La recomposition économique de l’Éthiopie s’accélère. En décembre 2025, deux séquences diplomatiques et financières distinctes, mais convergentes, ont confirmé un mouvement déjà à l’œuvre : pendant que l’Union européenne poursuit ses arbitrages internes et affine la mise en œuvre de sa stratégie Global Gateway, l’Inde et la Chine consolident, de manière très opérationnelle, leur contrôle sur des segments clés de l’économie éthiopienne.
Fin novembre, une banque chinoise a engagé 500 millions de dollars pour enclencher la première phase du nouvel aéroport international de Bishoftu, un projet estimé à 12,5 milliards de dollars à terme. Pensé comme un hub continental capable d’accueillir jusqu’à 110 millions de passagers par an à l’horizon long, l’aéroport doit renforcer le rôle d’Addis-Abeba en tant que plateforme logistique et commerciale majeure en Afrique. En rejoignant la Banque africaine de développement au tour de table, Pékin ne se contente pas d’apporter des financements : il s’inscrit durablement dans la conception, la construction et l’exploitation d’une infrastructure stratégique, appelée à structurer les flux de marchandises et de personnes pendant plusieurs décennies.
Quelques semaines plus tard, la visite à Addis-Abeba du Premier ministre indien Narendra Modi, les 16 et 17 décembre — une première depuis quinze ans pour un chef de gouvernement indien — a marqué une étape complémentaire. L’élévation des relations bilatérales au rang de partenariat stratégique a élargi la coopération au-delà du commerce et de l’industrie manufacturière. Les accords signés portent sur les infrastructures publiques numériques, l’interconnexion des systèmes de paiement, la création d’un centre de données pour le ministère éthiopien des Affaires étrangères et le partage d’expertise en matière de gouvernance digitale.
Avec un stock d’investissements cumulés estimé à plus de 6,5 milliards de dollars, environ 675 entreprises implantées et 75 000 emplois locaux, l’Inde est déjà un acteur central de l’appareil productif éthiopien. Désormais, elle contribue aussi à structurer ses architectures financières et administratives.
La Chine finance et construit les infrastructures lourdes ; l’Inde déploie les couches numériques et les interfaces. Ensemble, elles s’ancrent au cœur de l’économie réelle. Face à cette avancée asiatique, l’Union européenne ne brille pas par son absence, mais par sa temporalité. Bruxelles continue de travailler à la déclinaison nationale de Global Gateway, en veillant à l’alignement des financements, des conditionnalités et des objectifs de durabilité. Cette approche méthodique, conforme aux normes européennes, contraste toutefois avec la rapidité d’exécution de ses concurrents asiatiques.

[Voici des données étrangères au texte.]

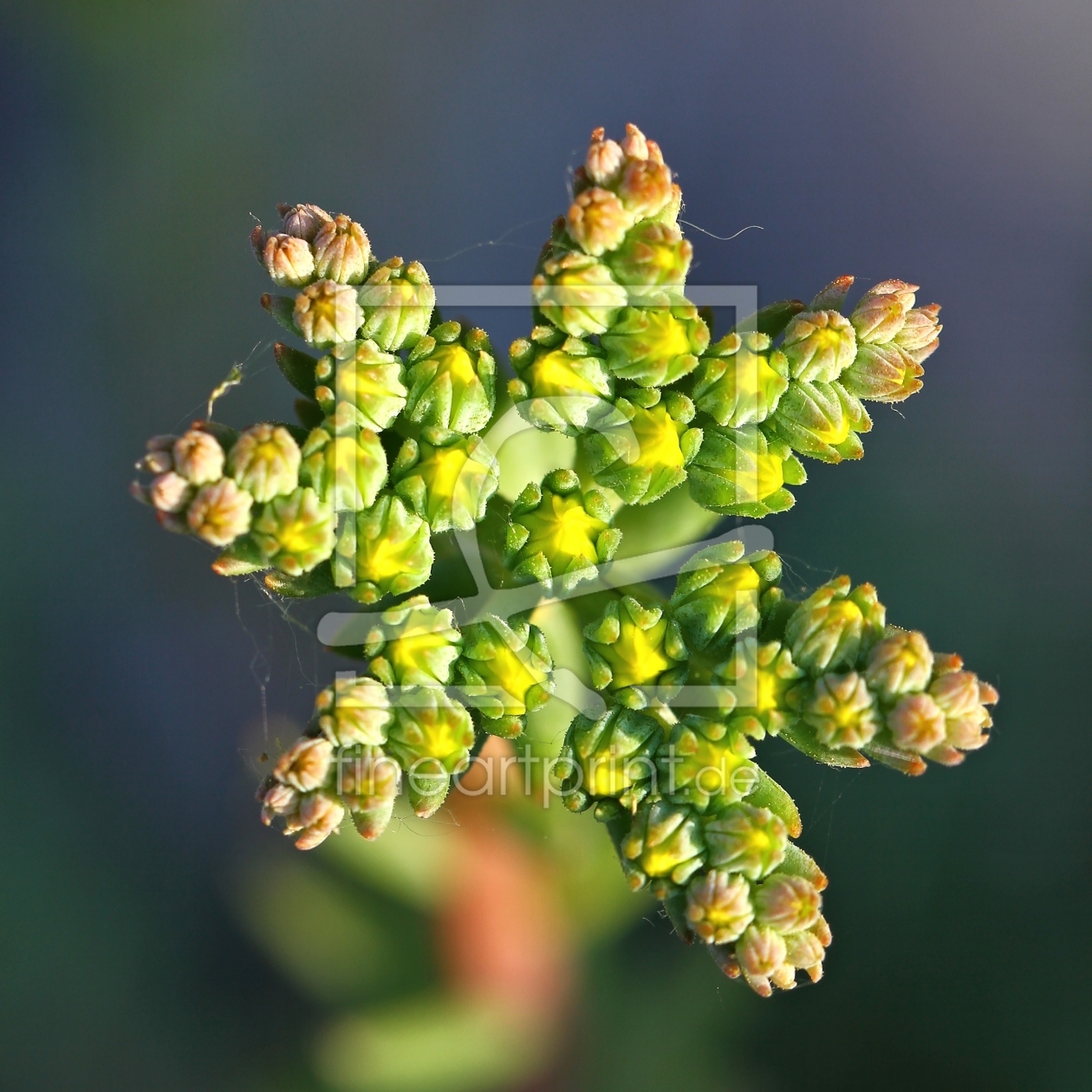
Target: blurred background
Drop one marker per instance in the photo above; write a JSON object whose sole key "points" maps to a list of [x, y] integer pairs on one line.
{"points": [[154, 936]]}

L’Union Européenne en mode rattrapage
Le décalage est particulièrement visible dans la mobilité des élites économiques. Addis-Abeba s’est imposée comme un hub aérien continental grâce à Ethiopian Airlines, qui relie la capitale à plus de 60 villes africaines. Mais pour les cadres et entrepreneurs éthiopiens, l’accès à l’espace Schengen reste complexe, long et incertain. À l’inverse, les déplacements vers Dubaï, Mumbai, Guangzhou ou Bangkok sont fluides, favorisant un glissement progressif des circuits commerciaux et industriels vers l’Est.
Cette dynamique se retrouve dans la finance. Le lancement de l’Ethiopian Securities Exchange (ESX) en janvier 2025 devait faciliter l’entrée des investisseurs institutionnels occidentaux. Mais fin 2025, les résultats restent mitigés. L’introduction partielle d’Ethio Telecom, conçue pour attirer les capitaux européens, a souffert des incertitudes réglementaires et du risque de change. Pendant ce temps, les groupes chinois et indiens, habitués aux marchés frontières, continuent d’investir directement dans le textile, la pharmacie, l’agro-industrie et la logistique, souvent en dehors des marchés boursiers.
Le paradoxe est désormais clair. Lorsque l’Union européenne aura finalisé ses processus, sécurisé ses instruments et pleinement déployé Global Gateway en Éthiopie, elle découvrira probablement une économie où l’essentiel de l’outil de production, des infrastructures et des systèmes numériques sera déjà largement contrôlé par des acteurs asiatiques, au premier rang desquels la Chine et l’Inde.
L’Éthiopie, pour sa part, ne fait pas un choix idéologique, mais affiche son pragmatisme. Elle diversifie ses partenariats, capte les capitaux disponibles et privilégie les acteurs capables d’exécuter rapidement. Dans ce contexte, l’enjeu pour l’Europe n’est plus d’annoncer une vision, mais de réduire l’écart entre la conception et l’action. À défaut, son influence dans la Corne de l’Afrique risque de se jouer à contretemps, dans une économie qui a déjà commencé à se structurer sans elle.